Participants were asked about their age, gender, country of birth, current living situation, and highest level of education. They were also asked about their current employment status, current occupation, whether they had ever worked as a health professional, and their annual household income (before tax). Finally, they were asked how often they download and use a new general app or health-related app on their Apple device, and how often they use the Internet to search for general and health-related information, on a five-point scale (from 1=never to 5=daily).

Evaluation Information

Participants were asked a series of questions about their use and evaluation of the tools during the four-week intervention.
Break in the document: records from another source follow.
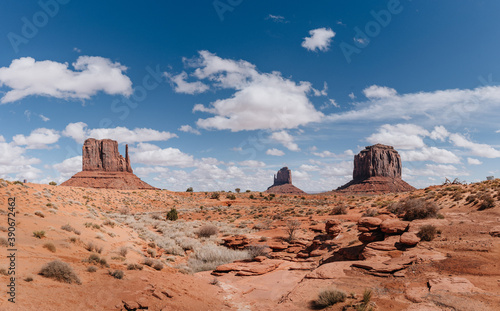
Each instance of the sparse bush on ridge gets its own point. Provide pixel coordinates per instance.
(412, 209)
(329, 297)
(59, 271)
(209, 256)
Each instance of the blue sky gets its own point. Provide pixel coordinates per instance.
(221, 94)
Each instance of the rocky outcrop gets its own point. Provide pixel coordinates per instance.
(283, 183)
(104, 167)
(102, 155)
(377, 169)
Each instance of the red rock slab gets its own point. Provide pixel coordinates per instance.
(248, 268)
(394, 226)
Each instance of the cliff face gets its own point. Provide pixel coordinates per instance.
(283, 177)
(377, 161)
(377, 169)
(102, 155)
(283, 183)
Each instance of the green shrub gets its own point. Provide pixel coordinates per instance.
(427, 233)
(329, 297)
(117, 274)
(50, 246)
(59, 271)
(172, 215)
(39, 234)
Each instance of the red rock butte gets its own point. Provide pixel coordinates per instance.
(104, 167)
(283, 183)
(377, 169)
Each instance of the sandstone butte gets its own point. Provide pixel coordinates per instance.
(283, 183)
(104, 167)
(377, 169)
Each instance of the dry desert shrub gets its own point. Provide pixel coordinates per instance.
(207, 231)
(209, 256)
(329, 297)
(412, 209)
(50, 246)
(60, 271)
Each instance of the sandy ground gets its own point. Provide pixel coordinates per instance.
(463, 258)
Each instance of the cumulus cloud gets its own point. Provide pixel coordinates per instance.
(275, 152)
(38, 139)
(319, 39)
(189, 129)
(79, 132)
(285, 139)
(400, 136)
(182, 86)
(27, 77)
(445, 106)
(481, 150)
(153, 155)
(15, 162)
(260, 101)
(252, 163)
(473, 161)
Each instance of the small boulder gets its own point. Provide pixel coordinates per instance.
(393, 226)
(409, 239)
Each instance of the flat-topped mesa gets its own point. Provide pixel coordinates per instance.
(377, 161)
(102, 155)
(104, 167)
(283, 183)
(377, 169)
(284, 176)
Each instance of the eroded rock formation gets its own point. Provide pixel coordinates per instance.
(377, 169)
(104, 167)
(283, 183)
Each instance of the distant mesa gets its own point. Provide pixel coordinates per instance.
(377, 169)
(104, 167)
(283, 183)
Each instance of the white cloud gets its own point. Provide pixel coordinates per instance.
(275, 152)
(309, 168)
(319, 39)
(38, 139)
(285, 139)
(376, 91)
(189, 129)
(14, 162)
(473, 161)
(400, 136)
(439, 133)
(430, 154)
(79, 132)
(27, 77)
(252, 163)
(277, 18)
(261, 100)
(182, 86)
(153, 155)
(481, 150)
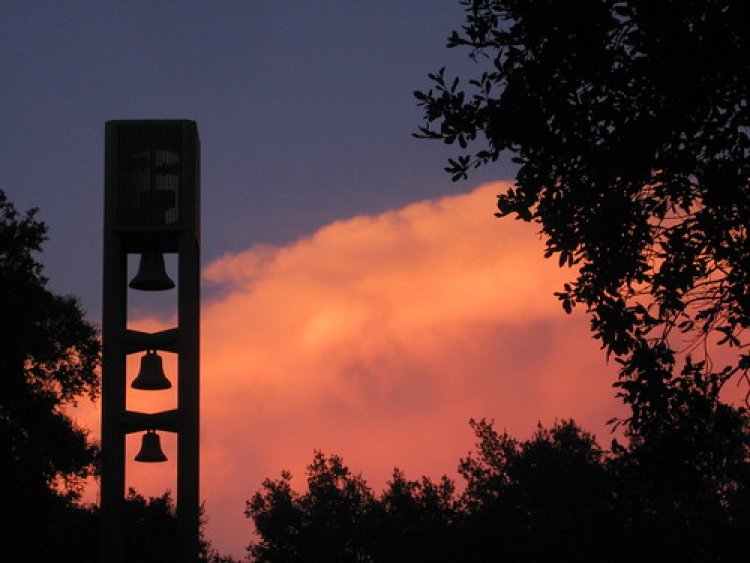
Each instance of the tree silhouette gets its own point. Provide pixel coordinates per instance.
(676, 494)
(48, 357)
(629, 122)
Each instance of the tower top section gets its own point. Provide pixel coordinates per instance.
(152, 180)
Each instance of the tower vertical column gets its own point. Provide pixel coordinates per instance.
(152, 177)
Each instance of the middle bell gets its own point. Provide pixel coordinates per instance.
(151, 375)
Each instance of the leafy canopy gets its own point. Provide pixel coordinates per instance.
(629, 122)
(48, 358)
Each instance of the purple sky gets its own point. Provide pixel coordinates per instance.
(304, 110)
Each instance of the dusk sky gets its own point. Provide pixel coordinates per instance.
(355, 300)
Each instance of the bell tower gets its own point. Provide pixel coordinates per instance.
(151, 208)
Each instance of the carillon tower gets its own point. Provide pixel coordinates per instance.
(152, 178)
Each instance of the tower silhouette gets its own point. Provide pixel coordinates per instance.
(152, 178)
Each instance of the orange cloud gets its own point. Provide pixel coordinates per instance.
(377, 338)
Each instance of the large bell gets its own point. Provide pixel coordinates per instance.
(152, 275)
(151, 375)
(151, 448)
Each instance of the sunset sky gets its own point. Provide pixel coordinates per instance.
(354, 300)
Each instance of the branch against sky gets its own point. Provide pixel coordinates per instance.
(48, 358)
(629, 120)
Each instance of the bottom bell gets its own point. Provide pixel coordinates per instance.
(151, 448)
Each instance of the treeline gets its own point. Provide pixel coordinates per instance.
(679, 492)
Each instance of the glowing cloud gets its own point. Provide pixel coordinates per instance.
(377, 338)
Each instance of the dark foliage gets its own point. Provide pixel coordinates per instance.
(679, 495)
(629, 122)
(48, 357)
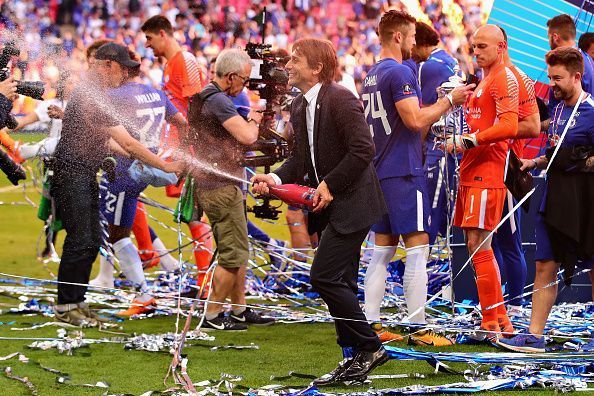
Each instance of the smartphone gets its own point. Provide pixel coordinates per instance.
(472, 79)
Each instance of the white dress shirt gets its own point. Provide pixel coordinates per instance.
(312, 97)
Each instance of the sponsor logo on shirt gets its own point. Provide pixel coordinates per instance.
(574, 120)
(370, 81)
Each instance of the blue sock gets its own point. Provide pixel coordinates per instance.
(507, 246)
(153, 234)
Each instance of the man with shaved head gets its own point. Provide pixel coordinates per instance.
(562, 32)
(492, 118)
(507, 242)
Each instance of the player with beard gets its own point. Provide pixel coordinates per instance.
(492, 118)
(399, 125)
(144, 111)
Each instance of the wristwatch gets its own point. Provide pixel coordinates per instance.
(450, 98)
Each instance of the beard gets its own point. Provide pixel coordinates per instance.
(406, 54)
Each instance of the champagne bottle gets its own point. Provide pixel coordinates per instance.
(294, 195)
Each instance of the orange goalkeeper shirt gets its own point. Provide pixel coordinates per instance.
(526, 104)
(495, 95)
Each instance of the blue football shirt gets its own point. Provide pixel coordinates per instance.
(587, 82)
(435, 71)
(398, 149)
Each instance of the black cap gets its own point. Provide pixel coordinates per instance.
(117, 53)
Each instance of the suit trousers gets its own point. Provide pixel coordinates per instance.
(334, 274)
(77, 204)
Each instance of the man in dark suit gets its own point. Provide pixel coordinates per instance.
(334, 149)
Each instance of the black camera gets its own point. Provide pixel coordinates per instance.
(33, 89)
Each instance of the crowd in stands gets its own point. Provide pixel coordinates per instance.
(57, 31)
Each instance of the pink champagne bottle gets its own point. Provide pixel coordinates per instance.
(294, 195)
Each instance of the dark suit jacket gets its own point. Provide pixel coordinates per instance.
(343, 150)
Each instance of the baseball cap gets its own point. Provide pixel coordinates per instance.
(117, 53)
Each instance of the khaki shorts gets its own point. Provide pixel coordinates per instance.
(226, 213)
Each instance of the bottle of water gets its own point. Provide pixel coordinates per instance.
(294, 195)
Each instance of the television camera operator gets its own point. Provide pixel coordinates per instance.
(88, 125)
(219, 136)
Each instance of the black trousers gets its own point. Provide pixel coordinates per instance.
(334, 276)
(77, 204)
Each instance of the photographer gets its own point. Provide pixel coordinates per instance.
(7, 95)
(88, 124)
(219, 136)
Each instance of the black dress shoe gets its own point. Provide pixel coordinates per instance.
(363, 363)
(334, 375)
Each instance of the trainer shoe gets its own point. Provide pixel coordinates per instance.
(276, 252)
(429, 338)
(101, 282)
(385, 335)
(223, 322)
(526, 343)
(139, 307)
(249, 316)
(89, 313)
(149, 260)
(74, 316)
(506, 326)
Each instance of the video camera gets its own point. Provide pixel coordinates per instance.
(33, 89)
(270, 80)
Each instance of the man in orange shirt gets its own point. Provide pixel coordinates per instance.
(492, 117)
(507, 242)
(183, 77)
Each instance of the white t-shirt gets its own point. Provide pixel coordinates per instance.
(54, 125)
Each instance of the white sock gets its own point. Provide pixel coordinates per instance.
(168, 263)
(375, 280)
(415, 282)
(105, 275)
(105, 268)
(131, 266)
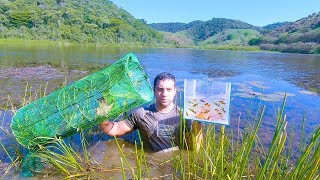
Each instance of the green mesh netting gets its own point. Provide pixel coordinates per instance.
(115, 89)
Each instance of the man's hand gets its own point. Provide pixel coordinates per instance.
(103, 108)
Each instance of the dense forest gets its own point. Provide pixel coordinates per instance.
(95, 21)
(301, 36)
(102, 22)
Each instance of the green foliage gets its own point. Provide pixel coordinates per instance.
(97, 21)
(232, 37)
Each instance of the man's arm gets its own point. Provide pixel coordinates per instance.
(195, 137)
(115, 128)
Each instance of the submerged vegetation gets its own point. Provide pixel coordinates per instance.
(226, 153)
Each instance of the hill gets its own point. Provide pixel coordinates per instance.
(217, 31)
(95, 21)
(301, 36)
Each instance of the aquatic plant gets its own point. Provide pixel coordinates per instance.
(226, 153)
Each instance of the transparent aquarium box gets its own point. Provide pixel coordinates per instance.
(207, 101)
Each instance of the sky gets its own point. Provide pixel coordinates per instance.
(255, 12)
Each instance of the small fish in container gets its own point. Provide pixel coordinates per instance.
(207, 101)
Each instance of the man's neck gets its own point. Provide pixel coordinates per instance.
(164, 109)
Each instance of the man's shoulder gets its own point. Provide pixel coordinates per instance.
(144, 109)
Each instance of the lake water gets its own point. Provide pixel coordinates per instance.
(251, 74)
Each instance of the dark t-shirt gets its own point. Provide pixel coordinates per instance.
(158, 130)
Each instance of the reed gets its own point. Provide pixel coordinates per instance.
(225, 153)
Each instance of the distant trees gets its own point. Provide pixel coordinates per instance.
(96, 21)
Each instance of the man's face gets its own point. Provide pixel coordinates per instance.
(165, 92)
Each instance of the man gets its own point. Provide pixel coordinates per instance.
(159, 124)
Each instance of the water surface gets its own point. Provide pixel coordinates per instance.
(258, 78)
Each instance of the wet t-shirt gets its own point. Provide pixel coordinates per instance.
(158, 130)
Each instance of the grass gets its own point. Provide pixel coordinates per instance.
(225, 153)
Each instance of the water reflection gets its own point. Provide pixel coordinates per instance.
(258, 79)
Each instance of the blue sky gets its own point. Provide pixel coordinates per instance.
(258, 13)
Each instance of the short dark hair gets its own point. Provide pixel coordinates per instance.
(163, 76)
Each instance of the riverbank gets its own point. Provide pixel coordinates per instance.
(25, 42)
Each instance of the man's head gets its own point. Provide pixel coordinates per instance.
(164, 89)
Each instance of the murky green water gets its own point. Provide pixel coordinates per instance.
(251, 73)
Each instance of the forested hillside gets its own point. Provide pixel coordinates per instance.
(102, 22)
(96, 21)
(301, 36)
Questions were tailored specifically to each of the three intervention tools.

Use of eHealth Tools

Participants were asked whether they had heard of or used Alzheimer’s Australia’s Your Brain Matters or BrainyApp prior to the study, how they accessed the current intervention tool, how often they used it, how long they used it for each time, whether they were ever unable to access it, and whether they intended to keep using it. For the BA and PLUS groups, they were also asked whether they were surprised by their scores on the survey. Participants’ use of the eHealth tool was tracked throughout the four-week intervention; data included frequency and duration of use.

Evaluation of Intervention

Using a five-point scale, participants were asked about their overall impression of the intervention (from 1=terrible to 5=excellent), whether the information provided was interesting (from 1=not at all interesting to 5=very interesting), and easy to understand (from 1=very complex to 5=very simplistic), whether the intervention was easy to navigate (from 1=very difficult to 5=very easy), how helpful they found the intervention (from 1=not at all helpful to 5=very helpful), and how much they felt they learned (from 1=nothing at all to 5=a great deal).


IBM SPSS Statistics Version 21 was used to conduct the analyses. The average rate of missing data across the variables was low (no more than 3.0%); as a result, pairwise deletion was utilized for all analyses. A threshold of P<.05 was used for reporting statistical significance.

The analyses are presented in four parts. First, significant differences between completers and non-completers were explored. Next, the sample characteristics were described, including levels of eHealth usage prior to the study. Third, usability and access data were examined across the intervention groups, including both self-report data and user tracking. Finally, differences in evaluation scores between the intervention groups were examined using a series of one-way between-groups ANOVAs.

With power set at .80 and alpha=.05, the required sample size for each group in order to observe a medium effect was 52 [26]. Thus, the sample size for BHHP and PLUS groups was adequate, while the sample size for the BA group was limited.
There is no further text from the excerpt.